Os movimentos artísticos a que pertencem as obras Canoa sobre o Epte (1890), de Claude Monet, e O Grito do Ipiranga – Independência ou Morte (1888), de Pedro Américo, são, respectivamente, o Impressionismo e o Neoclassicismo.

Com relação a Canoa sobre o Epte:

— quanto às características estéticas, pode-se citar o jogo de luz e cores, que é fundamental para o Impressionismo; o jogo de luz e cores está relacionado às pesquisas de Óptica da Física da época, e a possibilidade da representação de tais cores e luzes deve-se ao desenvolvimento da Química; a ausência da perspectiva aponta para uma captação direta da realidade; a técnica das pinceladas rápidas e sinuosas visa captar o movimento e o instante de forma fiel à atmosfera momentânea; o enquadramento fotográfico do instante sugere fugacidade da imagem;

— quanto às características ideológicas, é possível identificar a captação do momento fugaz, no qual a realidade é retratada de maneira natural; pode-se notar ainda o fato de a pintura impressionista ser in loco, ou seja, de o pintor abandonar o ateliê e passar a pintar no local da paisagem, o que se identifica com o método científico da época; essa visão da realidade por meio da “impressão” é cunhada, portanto, numa ideologia cientificista.

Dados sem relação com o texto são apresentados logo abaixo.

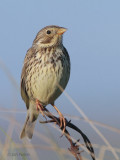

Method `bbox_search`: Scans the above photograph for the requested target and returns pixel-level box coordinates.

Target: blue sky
[0,0,120,128]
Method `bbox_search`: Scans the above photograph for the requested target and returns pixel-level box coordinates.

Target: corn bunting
[20,25,70,139]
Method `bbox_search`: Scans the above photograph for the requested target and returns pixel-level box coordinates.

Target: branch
[39,107,95,160]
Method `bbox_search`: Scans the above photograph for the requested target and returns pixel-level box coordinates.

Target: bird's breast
[27,49,69,105]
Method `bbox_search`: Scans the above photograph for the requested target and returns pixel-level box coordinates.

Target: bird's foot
[59,113,66,134]
[36,100,47,120]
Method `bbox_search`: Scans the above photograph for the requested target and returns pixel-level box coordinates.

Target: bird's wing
[21,48,34,109]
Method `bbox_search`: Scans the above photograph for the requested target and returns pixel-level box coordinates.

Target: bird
[20,25,71,139]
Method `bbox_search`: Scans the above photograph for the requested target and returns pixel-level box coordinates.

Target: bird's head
[33,26,67,48]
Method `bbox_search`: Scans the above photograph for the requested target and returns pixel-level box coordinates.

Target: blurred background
[0,0,120,160]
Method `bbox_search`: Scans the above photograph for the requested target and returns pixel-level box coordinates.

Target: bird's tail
[20,105,39,139]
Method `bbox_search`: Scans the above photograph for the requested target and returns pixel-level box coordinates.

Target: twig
[39,108,95,160]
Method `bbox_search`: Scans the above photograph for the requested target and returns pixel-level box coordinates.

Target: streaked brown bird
[20,25,70,139]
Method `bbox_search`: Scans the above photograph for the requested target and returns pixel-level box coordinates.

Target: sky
[0,0,120,159]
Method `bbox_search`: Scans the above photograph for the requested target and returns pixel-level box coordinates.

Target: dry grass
[0,61,120,160]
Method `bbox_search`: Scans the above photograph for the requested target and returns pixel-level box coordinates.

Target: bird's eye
[47,30,51,34]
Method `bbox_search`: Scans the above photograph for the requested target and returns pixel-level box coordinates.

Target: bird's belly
[31,64,69,105]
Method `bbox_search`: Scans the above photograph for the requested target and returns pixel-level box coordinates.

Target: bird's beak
[57,28,67,35]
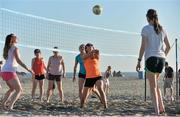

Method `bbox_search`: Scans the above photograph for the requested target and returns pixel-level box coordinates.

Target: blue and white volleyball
[92,5,103,15]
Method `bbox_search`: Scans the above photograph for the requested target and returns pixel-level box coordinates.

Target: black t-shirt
[165,67,174,78]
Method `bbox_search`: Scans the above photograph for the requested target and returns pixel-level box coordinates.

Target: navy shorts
[78,73,86,79]
[145,56,165,73]
[48,74,61,81]
[35,74,45,80]
[84,76,103,87]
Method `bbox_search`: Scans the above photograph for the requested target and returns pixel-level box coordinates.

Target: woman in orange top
[32,49,46,101]
[81,43,107,108]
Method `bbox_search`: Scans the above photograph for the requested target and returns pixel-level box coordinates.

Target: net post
[175,39,179,100]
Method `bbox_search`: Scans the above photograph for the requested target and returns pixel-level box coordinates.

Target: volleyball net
[0,8,155,97]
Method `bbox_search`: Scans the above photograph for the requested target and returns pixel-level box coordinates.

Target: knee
[15,87,23,93]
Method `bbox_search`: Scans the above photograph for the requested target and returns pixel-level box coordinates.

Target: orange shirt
[32,58,45,75]
[84,58,101,78]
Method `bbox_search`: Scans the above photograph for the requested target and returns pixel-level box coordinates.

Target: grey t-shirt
[141,24,167,60]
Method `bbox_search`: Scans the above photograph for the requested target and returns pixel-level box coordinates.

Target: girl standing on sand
[0,34,32,110]
[136,9,170,115]
[104,66,112,94]
[31,49,46,102]
[80,43,107,108]
[47,47,65,103]
[73,44,86,100]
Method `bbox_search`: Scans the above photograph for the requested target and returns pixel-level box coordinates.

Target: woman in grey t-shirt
[136,9,170,115]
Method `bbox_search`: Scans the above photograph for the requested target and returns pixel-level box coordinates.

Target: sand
[0,77,176,117]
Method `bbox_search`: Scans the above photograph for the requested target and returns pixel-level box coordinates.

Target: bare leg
[80,87,91,108]
[47,80,54,103]
[157,74,165,112]
[146,72,159,115]
[39,79,44,101]
[79,78,85,100]
[57,80,64,102]
[92,86,104,103]
[31,78,37,100]
[2,81,14,109]
[9,78,22,109]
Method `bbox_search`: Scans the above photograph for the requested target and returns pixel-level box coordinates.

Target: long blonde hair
[3,34,14,60]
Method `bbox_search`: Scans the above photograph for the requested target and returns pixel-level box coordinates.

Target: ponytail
[146,9,162,34]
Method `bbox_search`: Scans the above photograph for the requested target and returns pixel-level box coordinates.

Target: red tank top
[32,58,45,75]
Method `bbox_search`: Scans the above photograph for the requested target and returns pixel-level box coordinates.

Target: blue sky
[0,0,180,71]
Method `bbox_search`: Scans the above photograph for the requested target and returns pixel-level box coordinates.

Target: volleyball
[92,5,102,15]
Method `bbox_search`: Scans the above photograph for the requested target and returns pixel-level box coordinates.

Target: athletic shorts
[48,74,61,81]
[164,78,173,88]
[0,72,17,81]
[84,76,103,87]
[145,57,165,73]
[78,73,86,79]
[35,74,45,80]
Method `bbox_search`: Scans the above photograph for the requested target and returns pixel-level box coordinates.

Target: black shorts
[145,56,165,73]
[84,76,102,87]
[48,74,61,81]
[35,74,45,80]
[78,73,86,79]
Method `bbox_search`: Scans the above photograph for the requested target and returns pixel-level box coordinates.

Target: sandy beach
[0,77,176,117]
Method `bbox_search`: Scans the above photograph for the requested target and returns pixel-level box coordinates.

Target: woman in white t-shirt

Sobre O Grito do Ipiranga – Independência ou Morte:

— quanto às características estéticas, pode-se notar a utilização de cores que caracterizam a nação brasileira (o tom amarelado da terra, o verde da vegetação, o azul do céu e do riacho e o branco das nuvens); a composição do quadro, que tem D. Pedro centralizado e ao alto, conferindo-lhe destaque, os dragões da independência abaixo e à direita tirando os brasões da Casa de Portugal de seus uniformes e a presença do carroceiro ao lado esquerdo, insinuando a participação popular na cena da independência; e o uso da perspectiva, conferindo o efeito de realidade, as quais, juntas, constituem uma visão idealizada da história da independência do Brasil;

— quanto às caraterísticas ideológicas, o quadro compõe uma visão nacionalista, em que a imagem comparece como ícone formador do império e como possibilidade de idealização da história e do heroísmo nacionais.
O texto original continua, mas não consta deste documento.